There are hundreds of species of Stonecrops that grow around the world. These sun-loving and drought-tolerant (usually) Spirits can be found in a dizzying array of forms and colors. There are groundhuggers, clumpers, and even a few small shrubs among them. There are Sedums with blue, green, gray, purple, red, and yellow foliage, and Sedums with yellow, white, and pink flowers. Two Row Stonecrop comes from the Caucasus region of eastern Europe and normally has plain green leaves. This dark purple selection is a seed-grown strain that was developed by the international seed company Benary. It was released in 2003.

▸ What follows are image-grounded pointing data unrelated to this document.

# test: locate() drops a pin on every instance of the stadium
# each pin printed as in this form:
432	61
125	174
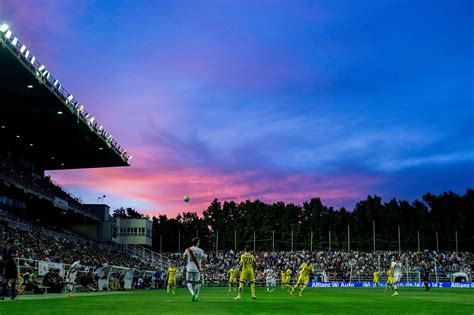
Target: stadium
72	257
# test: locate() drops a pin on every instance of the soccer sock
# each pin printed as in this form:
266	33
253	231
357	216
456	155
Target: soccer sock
190	287
196	289
241	288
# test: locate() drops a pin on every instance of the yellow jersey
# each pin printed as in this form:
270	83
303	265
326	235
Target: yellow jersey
305	270
171	272
376	276
246	261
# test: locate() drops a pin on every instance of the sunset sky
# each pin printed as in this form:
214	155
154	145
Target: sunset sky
275	100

If you’re a fan of butterflies, then you should consider adding Voodoo Stonecrop to your garden. In fact, pollinators of all types are crazy about its blooms. Butterflies, hoverflies, honeybees, bumblebees, and all sorts of underappreciated native pollinators will come to feed at Voodoo’s dark pink, nectar-rich blossoms in summer.
How to Grow
They don’t call it Live-Forever for nothing! Voodoo Stonecrop, a.k.a. Live-Forever, is about as easy to grow as they come. Simply site it in a sunny, open space in soil that drains well. The two things it won’t abide are deep shade and soggy soil. Cut the flowering stems back after blooming if you find the spent blooms distracting. This will also help the plant put energy into new foliage instead of seed production. Trim any lanky or damaged growth in late winter, before new leaves push out in early spring. Dig and compost clumps that have strayed too far, or move them to another part of the garden.